Identification of butyrylcholinesterase and monoamine oxidase B targeted ligands and their putative application in Alzheimer's treatment: A computational strategy

• Published in: Current pharmaceutical design
• Main Authors: Jabir, Nasimudeen R, Rehman, Md Tabish, Tabrez, Shams, Alserihi, Raed F, AlAjmi, Mohamed F, Khan, Mohd Shahnawaz, Husain, Fohad Mabood, Ahmed, Bakrudeen Ali
• Format: Journal Article
• Language: English
• Published: United Arab Emirates 01.01.2021
• Subjects: Monoamine oxidase B; Monoamine oxidase A; Molecular docking and simulation; Multi-targeted ligands; Drug development; Alzheimer's disease; Butylrylcholinesterase
• ISSN: 1873-4286
• DOI: 10.2174/1381612827666210226123240

With the burgeoning worldwide aging population, the incidence of Alzheimer's disease (AD) and its associated disorders is continuously rising. To appraise other relevant drug targets that could lead to potent enzyme targeting, 13 previously predicted ligands (shown favorable binding with AChE (acetylcholinesterase) and GSK-3 (glycogen synthase kinase) were screened for targeting 3 different enzymes namely butyrylcholinesterase (BChE), monoamine oxidase A (MAO-A), and monoamine oxidase B (MAO-B) to possibly meet the unmet medical need of better AD treatment. The study utilized in silico screening of 13 ligands against BChE, MAO-A and MAO-B using PyRx-Python prescription 0.8. The visualization of active interaction of studied compounds with targeted proteins was performed by Discovery Studio 2020 (BIOVIA).
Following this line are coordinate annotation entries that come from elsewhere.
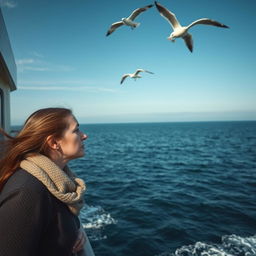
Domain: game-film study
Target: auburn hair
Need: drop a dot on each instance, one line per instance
(31, 139)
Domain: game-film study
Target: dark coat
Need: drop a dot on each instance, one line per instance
(32, 221)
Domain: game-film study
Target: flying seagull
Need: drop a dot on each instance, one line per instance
(129, 20)
(134, 75)
(182, 31)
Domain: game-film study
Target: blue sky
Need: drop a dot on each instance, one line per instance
(64, 59)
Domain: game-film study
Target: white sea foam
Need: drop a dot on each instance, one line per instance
(232, 245)
(95, 217)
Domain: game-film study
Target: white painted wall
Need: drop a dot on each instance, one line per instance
(6, 106)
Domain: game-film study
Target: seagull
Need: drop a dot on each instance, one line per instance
(129, 20)
(134, 75)
(182, 31)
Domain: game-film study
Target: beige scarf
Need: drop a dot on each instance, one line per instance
(62, 184)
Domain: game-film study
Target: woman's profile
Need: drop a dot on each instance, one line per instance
(40, 197)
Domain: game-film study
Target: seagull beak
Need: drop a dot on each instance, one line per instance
(171, 39)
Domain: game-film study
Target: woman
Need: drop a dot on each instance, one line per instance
(40, 198)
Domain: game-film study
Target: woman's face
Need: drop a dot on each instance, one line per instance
(71, 144)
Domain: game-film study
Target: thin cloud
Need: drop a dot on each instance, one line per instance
(65, 88)
(24, 61)
(36, 64)
(8, 4)
(62, 88)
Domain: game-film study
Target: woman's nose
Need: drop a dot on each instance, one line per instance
(84, 136)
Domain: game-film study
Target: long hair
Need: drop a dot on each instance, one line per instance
(31, 139)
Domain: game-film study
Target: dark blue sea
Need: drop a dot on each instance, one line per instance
(158, 189)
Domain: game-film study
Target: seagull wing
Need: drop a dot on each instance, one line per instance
(113, 27)
(149, 72)
(138, 71)
(136, 12)
(123, 78)
(206, 21)
(171, 18)
(189, 41)
(142, 70)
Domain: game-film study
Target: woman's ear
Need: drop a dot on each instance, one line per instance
(52, 143)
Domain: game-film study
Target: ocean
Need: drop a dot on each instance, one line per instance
(165, 189)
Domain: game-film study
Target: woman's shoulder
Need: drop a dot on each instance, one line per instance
(23, 182)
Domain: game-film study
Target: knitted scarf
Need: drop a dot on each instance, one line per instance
(62, 184)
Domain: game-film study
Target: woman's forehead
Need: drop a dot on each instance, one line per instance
(72, 121)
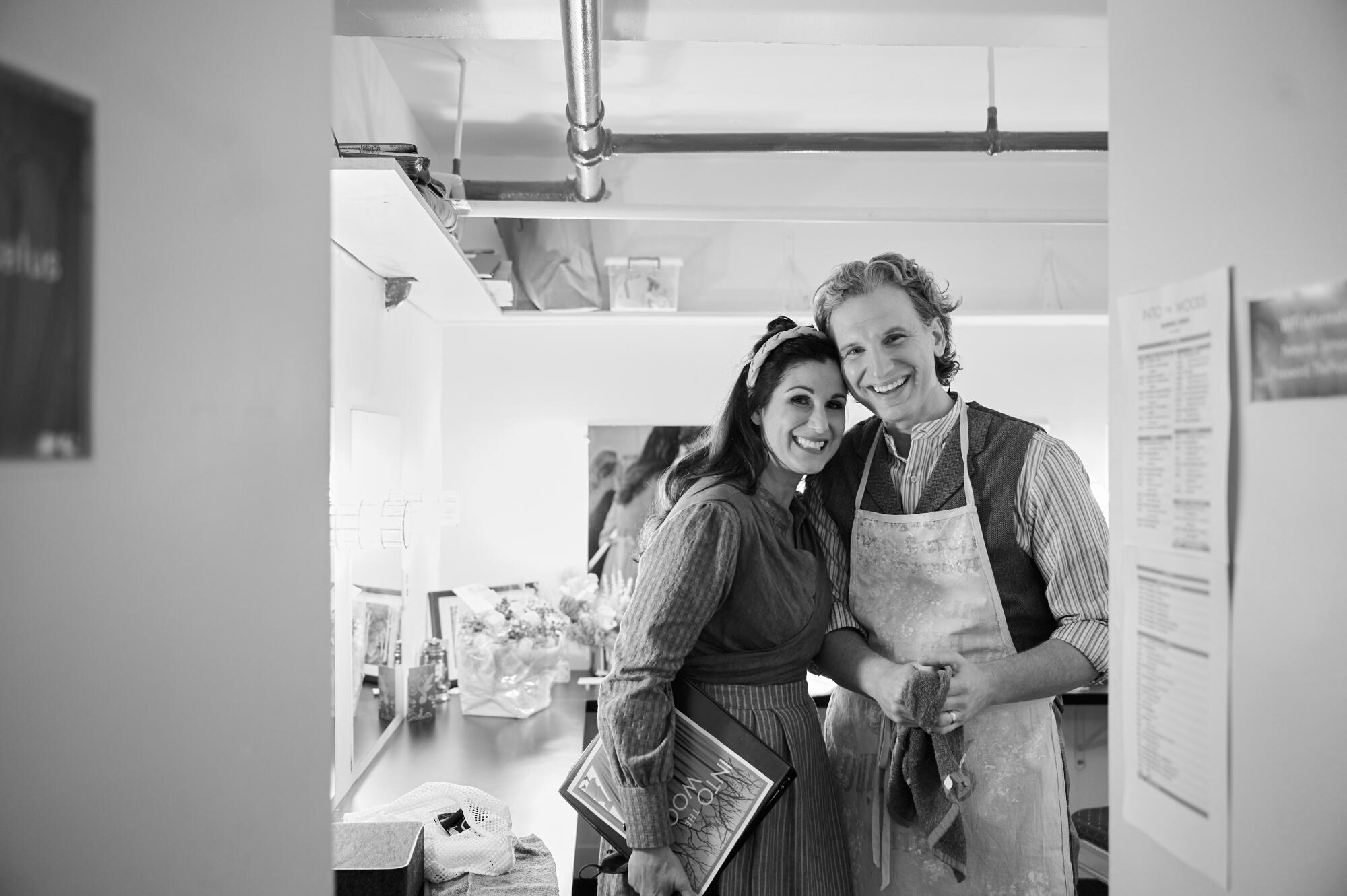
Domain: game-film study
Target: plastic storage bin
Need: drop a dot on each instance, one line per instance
(643, 283)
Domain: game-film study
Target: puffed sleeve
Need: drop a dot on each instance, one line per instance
(684, 578)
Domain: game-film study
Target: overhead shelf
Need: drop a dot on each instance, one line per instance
(381, 218)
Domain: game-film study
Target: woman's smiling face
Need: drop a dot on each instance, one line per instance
(805, 419)
(888, 357)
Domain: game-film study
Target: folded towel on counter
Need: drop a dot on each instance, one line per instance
(915, 789)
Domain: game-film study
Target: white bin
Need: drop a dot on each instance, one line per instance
(643, 284)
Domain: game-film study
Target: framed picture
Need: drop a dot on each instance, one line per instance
(381, 610)
(46, 237)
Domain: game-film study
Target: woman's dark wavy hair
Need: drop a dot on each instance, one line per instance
(733, 450)
(658, 452)
(863, 277)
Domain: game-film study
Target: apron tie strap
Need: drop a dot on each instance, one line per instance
(882, 827)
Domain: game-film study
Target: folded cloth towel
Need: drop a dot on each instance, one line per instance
(915, 789)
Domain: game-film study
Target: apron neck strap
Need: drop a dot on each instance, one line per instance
(964, 456)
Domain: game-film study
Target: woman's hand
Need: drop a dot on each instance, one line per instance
(658, 872)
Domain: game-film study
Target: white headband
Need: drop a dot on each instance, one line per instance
(760, 355)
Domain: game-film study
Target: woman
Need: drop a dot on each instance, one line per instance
(732, 598)
(635, 499)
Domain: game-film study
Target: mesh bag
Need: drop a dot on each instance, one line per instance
(486, 847)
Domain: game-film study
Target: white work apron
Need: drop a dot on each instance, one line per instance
(922, 583)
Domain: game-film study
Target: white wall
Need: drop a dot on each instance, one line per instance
(519, 399)
(390, 362)
(164, 723)
(366, 102)
(1226, 149)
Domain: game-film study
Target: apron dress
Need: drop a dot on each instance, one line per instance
(923, 583)
(798, 847)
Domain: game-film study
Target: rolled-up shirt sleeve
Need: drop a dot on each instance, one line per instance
(685, 576)
(836, 556)
(1069, 539)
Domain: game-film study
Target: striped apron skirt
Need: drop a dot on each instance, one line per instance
(798, 850)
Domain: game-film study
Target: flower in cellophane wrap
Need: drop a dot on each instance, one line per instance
(511, 653)
(596, 609)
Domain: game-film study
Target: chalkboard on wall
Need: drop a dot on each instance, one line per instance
(46, 236)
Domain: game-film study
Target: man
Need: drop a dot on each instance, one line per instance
(975, 544)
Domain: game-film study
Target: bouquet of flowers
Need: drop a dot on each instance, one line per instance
(510, 652)
(596, 610)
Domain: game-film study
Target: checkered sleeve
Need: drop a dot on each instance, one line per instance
(836, 556)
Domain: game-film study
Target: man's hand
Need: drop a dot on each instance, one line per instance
(972, 691)
(884, 684)
(658, 872)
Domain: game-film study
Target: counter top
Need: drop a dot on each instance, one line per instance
(518, 761)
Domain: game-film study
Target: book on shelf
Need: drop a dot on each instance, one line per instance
(725, 781)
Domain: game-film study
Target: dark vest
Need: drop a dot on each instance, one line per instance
(997, 444)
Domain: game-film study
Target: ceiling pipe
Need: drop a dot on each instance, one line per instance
(587, 141)
(521, 190)
(992, 141)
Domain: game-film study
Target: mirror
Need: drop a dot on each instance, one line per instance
(370, 592)
(624, 467)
The computational screening of studied ligands revealed the docking energies in the range of -2.4 to -11.3 kcal/mol for all the studied enzymes. Among the 13 ligands, 8 ligands (55E, 6Z2, 6Z5, BRW, F1B, GVP, IQ6, and X37) showed the binding energies of ≤ -8.0 kcal/mol towards BChE, MAO-A and MAO-B. The ligand 6Z5 was found to be the most potent inhibitor of BChE and MAO-B, with a binding energy of -9.7 and -10.4 kcal mol respectively. Molecular dynamics simulation of BChE-6Z5 and MAO-B-6Z5 complex confirmed the formation of a stable complex. Our computational screening, molecular docking, and molecular dynamics simulation studies revealed that the above-mentioned enzymes targeted ligands might expedite the future design of potent anti-AD drugs generated on this chemical scaffold.